Likewise, the obligation to include a summary in the prospectus (up to now only required in Spain in certain specific cases) has been implemented by the Decree, together with most of the provisions of the Directive dealing with the content and warnings that must be included in such summary.

The possibility, in certain scenarios, of drawing up the prospectus in a language that is customary in the sphere of international finance, as well as the possibility of incorporating documents in the prospectus by reference, are not expressly set out in the Decree. As regards the first issue, it is worth noting that the CNMV, regardless the lack of specific regulations, has recently announced that registration of prospectuses drafted in English may take place. As regards the second issue, the Decree entitles the Ministry of Economy or, with its approval, the CNMV to regulate, together with the forms and contents of the different types of prospectuses, when and what kind of information can be incorporated by reference.

Meanwhile, pursuant to the transitory rules of the Decree, the CNMV may approve and register prospectuses drafted in accordance with the provisions of either the existing Spanish regulations on prospectuses forms (Royal Decree 291/1992 and its secondary implementing regulations); or the Commission Regulation (EC) No 809/2004 (the ‘Regulation’).

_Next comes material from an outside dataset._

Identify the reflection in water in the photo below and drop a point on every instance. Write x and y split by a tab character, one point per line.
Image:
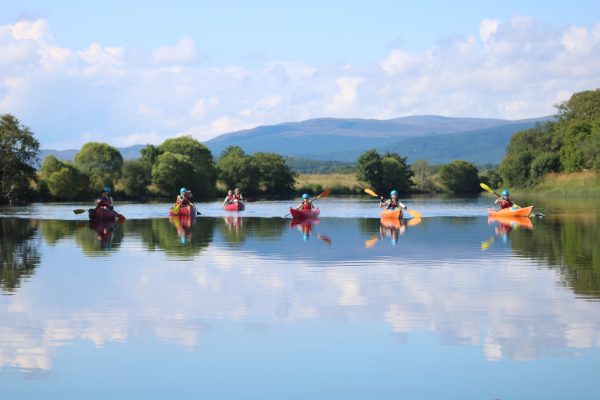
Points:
19	252
254	273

However, the CNMV has gone further and has expressed that in order for prospectuses registered within this interim period, and drawn up pursuant to Royal Decree 291/1992 to remain effective after the entry into force of the new regulations on the content and form of the prospectuses, they must be completed with an up-dated supplement conforming to the form set out in the Regulation.

Liability for the Prospectus

The Decree has implemented the provisions of the Directive dealing with the liability that may arise from the content or inaccuracies within the prospectus. It is the first time that specific provisions dealing with such liability have been enacted in Spain and, although a positive step, it also warrants certain criticism as once again, it is not regulated in detail but attends upon further secondary regulations not enacted yet. Further, the Decree provides for a three year term liability limitation counted as from the date when the claimant could have become aware of the inaccuracies of the prospectus. A more ascertainable date to start counting the liability limitation term would have been desirable in our opinion even if linked to longer liability periods. Also, certain legal aspects remain unresolved (eg the possibility for the investor to rescind the subscription or purchase agreement).

1 The term for the implementation of the Directive expired last June 30, 2005.